The problem is that all the solutions given at Matplotlib plots: removing axis, legends and white spaces are actually meant to work with imshow
.
So, the following clearly works
import matplotlib.pyplot as plt
fig = plt.figure()
ax=fig.add_axes([0,0,1,1])
ax.set_axis_off()
im = ax.imshow([[2,3,4,1], [2,4,4,2]], origin="lower", extent=[1,4,2,8])

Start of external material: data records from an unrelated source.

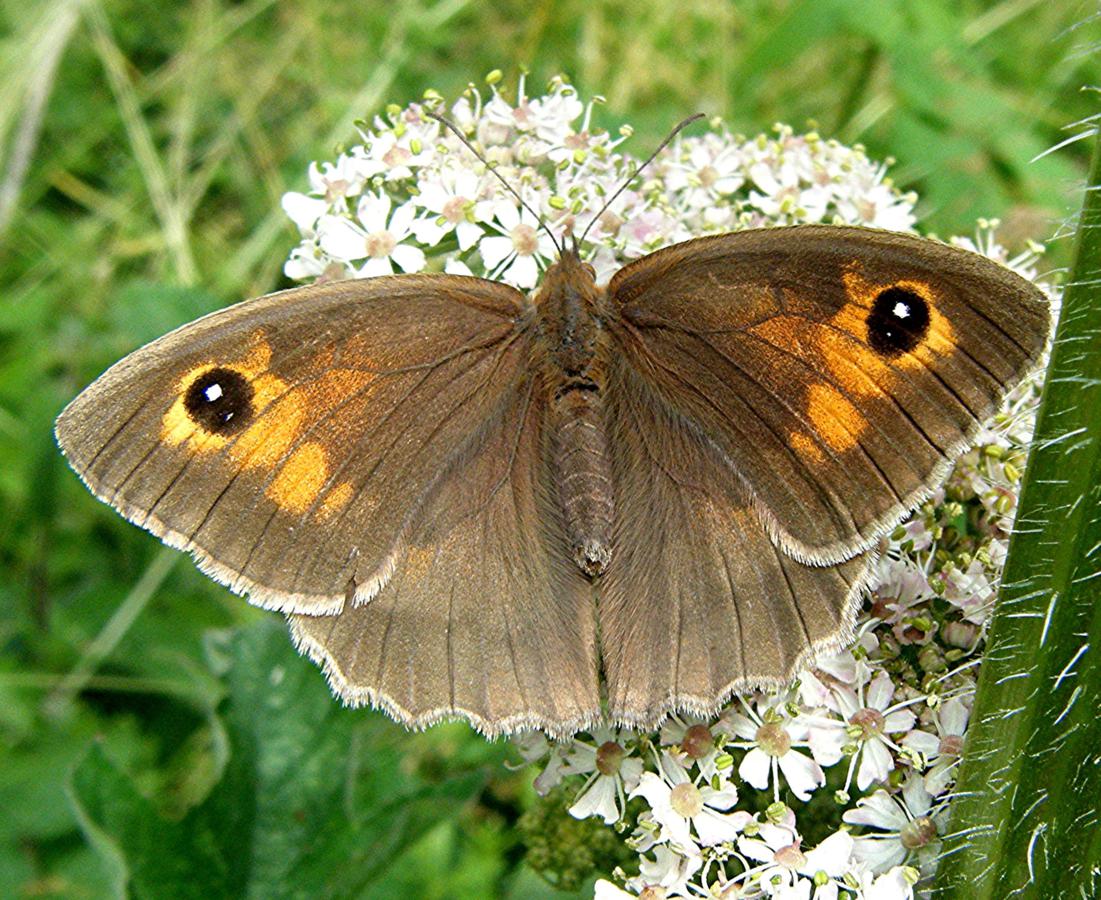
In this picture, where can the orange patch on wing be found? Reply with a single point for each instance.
(834, 418)
(282, 414)
(939, 339)
(177, 426)
(300, 479)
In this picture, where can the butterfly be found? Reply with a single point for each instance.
(590, 503)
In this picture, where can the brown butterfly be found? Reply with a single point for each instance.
(591, 503)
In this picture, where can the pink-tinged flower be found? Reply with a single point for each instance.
(896, 884)
(374, 236)
(788, 871)
(691, 740)
(610, 770)
(682, 808)
(872, 719)
(906, 824)
(970, 591)
(451, 199)
(774, 743)
(705, 170)
(520, 251)
(943, 749)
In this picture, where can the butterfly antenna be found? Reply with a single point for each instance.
(458, 133)
(680, 127)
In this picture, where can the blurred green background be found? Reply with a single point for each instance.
(155, 730)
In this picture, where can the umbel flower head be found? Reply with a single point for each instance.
(838, 784)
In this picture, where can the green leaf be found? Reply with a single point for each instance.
(300, 810)
(1025, 822)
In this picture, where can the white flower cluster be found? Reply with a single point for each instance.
(412, 197)
(717, 808)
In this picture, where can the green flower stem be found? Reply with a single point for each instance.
(1025, 822)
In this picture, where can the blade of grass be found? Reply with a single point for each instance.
(135, 602)
(1025, 820)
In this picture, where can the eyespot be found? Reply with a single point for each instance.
(898, 322)
(219, 401)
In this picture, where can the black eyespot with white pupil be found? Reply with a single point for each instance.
(898, 322)
(219, 401)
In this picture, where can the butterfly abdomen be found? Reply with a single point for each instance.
(584, 477)
(575, 348)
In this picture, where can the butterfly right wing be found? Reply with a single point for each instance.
(352, 399)
(698, 602)
(839, 370)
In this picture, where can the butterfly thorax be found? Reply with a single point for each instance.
(574, 343)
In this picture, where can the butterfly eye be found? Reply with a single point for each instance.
(898, 321)
(219, 401)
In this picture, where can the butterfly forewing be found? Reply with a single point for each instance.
(838, 370)
(289, 441)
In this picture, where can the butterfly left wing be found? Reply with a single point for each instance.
(698, 602)
(287, 441)
(486, 616)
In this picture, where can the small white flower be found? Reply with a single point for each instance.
(606, 890)
(680, 808)
(668, 870)
(896, 884)
(375, 236)
(906, 823)
(611, 772)
(871, 723)
(774, 740)
(451, 198)
(522, 248)
(943, 749)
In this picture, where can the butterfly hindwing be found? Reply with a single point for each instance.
(838, 370)
(289, 441)
(486, 614)
(698, 600)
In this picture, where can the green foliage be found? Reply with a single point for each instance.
(1025, 821)
(297, 810)
(143, 150)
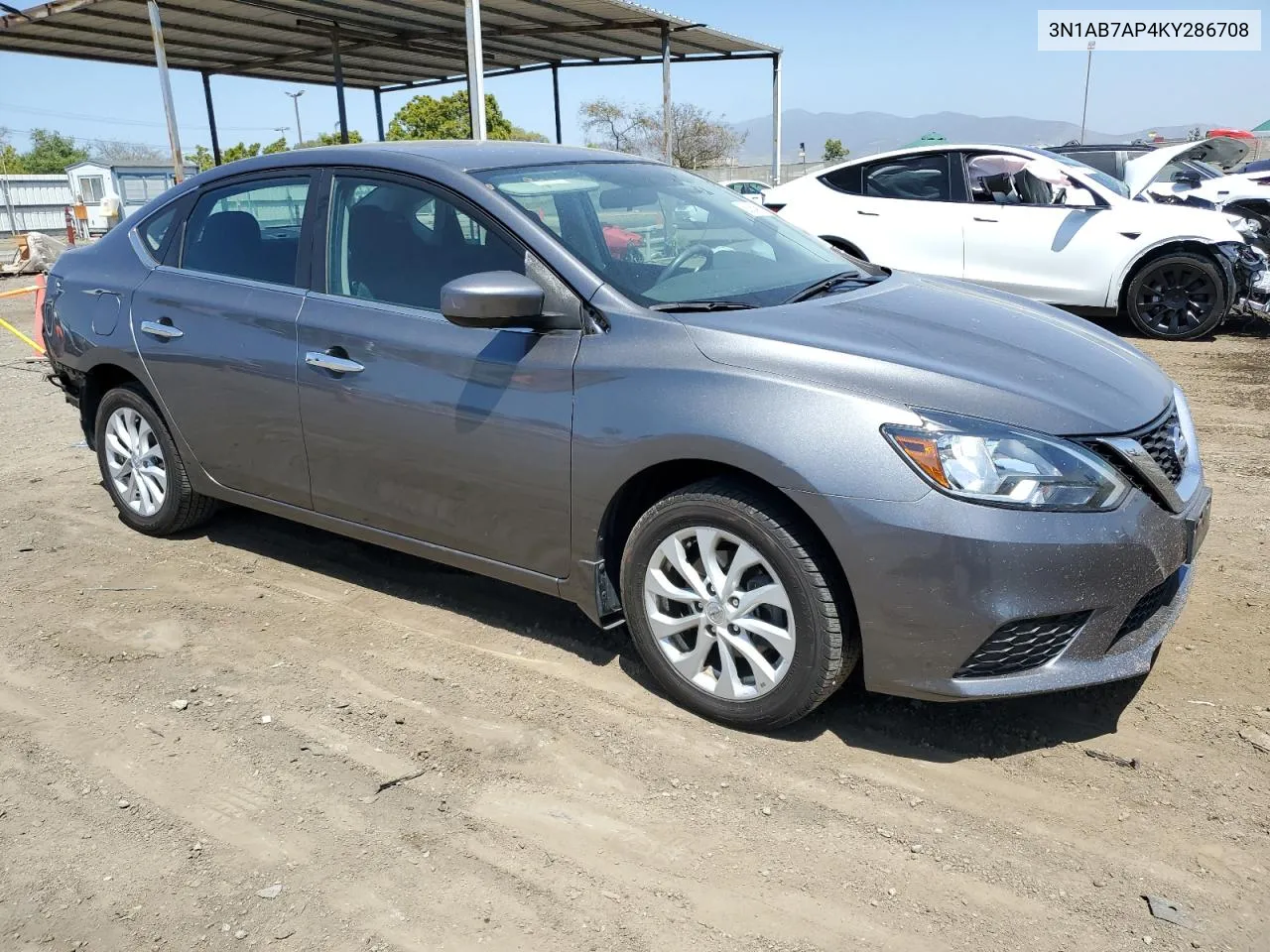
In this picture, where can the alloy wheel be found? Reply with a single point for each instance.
(136, 463)
(719, 613)
(1176, 298)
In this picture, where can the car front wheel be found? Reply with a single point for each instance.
(143, 468)
(731, 604)
(1178, 298)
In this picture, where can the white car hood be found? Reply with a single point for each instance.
(1141, 172)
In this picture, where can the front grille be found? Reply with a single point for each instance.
(1160, 443)
(1020, 645)
(1147, 606)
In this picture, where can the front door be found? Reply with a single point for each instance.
(1035, 238)
(216, 330)
(458, 436)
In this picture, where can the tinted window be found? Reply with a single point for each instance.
(843, 179)
(919, 177)
(248, 231)
(400, 244)
(154, 229)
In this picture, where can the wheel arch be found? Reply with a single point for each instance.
(658, 480)
(1146, 257)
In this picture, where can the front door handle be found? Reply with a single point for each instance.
(333, 362)
(162, 329)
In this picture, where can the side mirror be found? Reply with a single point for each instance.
(493, 299)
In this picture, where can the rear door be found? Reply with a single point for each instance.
(216, 330)
(453, 435)
(905, 213)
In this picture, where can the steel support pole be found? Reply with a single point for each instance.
(178, 162)
(211, 117)
(556, 98)
(667, 132)
(776, 118)
(339, 84)
(475, 70)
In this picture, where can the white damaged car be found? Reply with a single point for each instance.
(1040, 225)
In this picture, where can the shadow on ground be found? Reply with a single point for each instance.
(913, 729)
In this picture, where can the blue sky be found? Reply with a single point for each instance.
(902, 56)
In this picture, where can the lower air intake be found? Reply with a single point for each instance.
(1021, 645)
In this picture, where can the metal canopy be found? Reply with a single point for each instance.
(376, 45)
(385, 44)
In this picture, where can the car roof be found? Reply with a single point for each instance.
(460, 154)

ax.plot([1,2,3,4], [2,3,4,8], lw=5)
ax.set_aspect('auto')
plt.show()
and produces
But here, you are using scatter
. Adding a scatter plot
import matplotlib.pyplot as plt
fig = plt.figure()
ax=fig.add_axes([0,0,1,1])
ax.set_axis_off()
im = ax.imshow([[2,3,4,1], [2,4,4,2]], origin="lower", extent=[1,4,2,8])
ax.plot([1,2,3,4], [2,3,4,8], lw=5)
ax.scatter([2,3,4,1], [2,3,4,8], c="r", s=2500)
ax.set_aspect('auto')
plt.show()
produces
Scatter
has the particularity that matplotlib tries to make all points visible by default, which means that the axes limits are set such that all scatter points are visible as a whole.
To overcome this, we need to specifically set the axes limits:
import matplotlib.pyplot as plt
fig = plt.figure()
ax=fig.add_axes([0,0,1,1])
ax.set_axis_off()
im = ax.imshow([[2,3,4,1], [2,4,4,2]], origin="lower", extent=[1,4,2,8])
ax.plot([1,2,3,4], [2,3,4,8], lw=5)
ax.scatter([2,3,4,1], [2,3,4,8], c="r", s=2500)
ax.set_xlim([1,4])
ax.set_ylim([2,8])
ax.set_aspect('auto')
plt.show()
such that we will get the desired behaviour.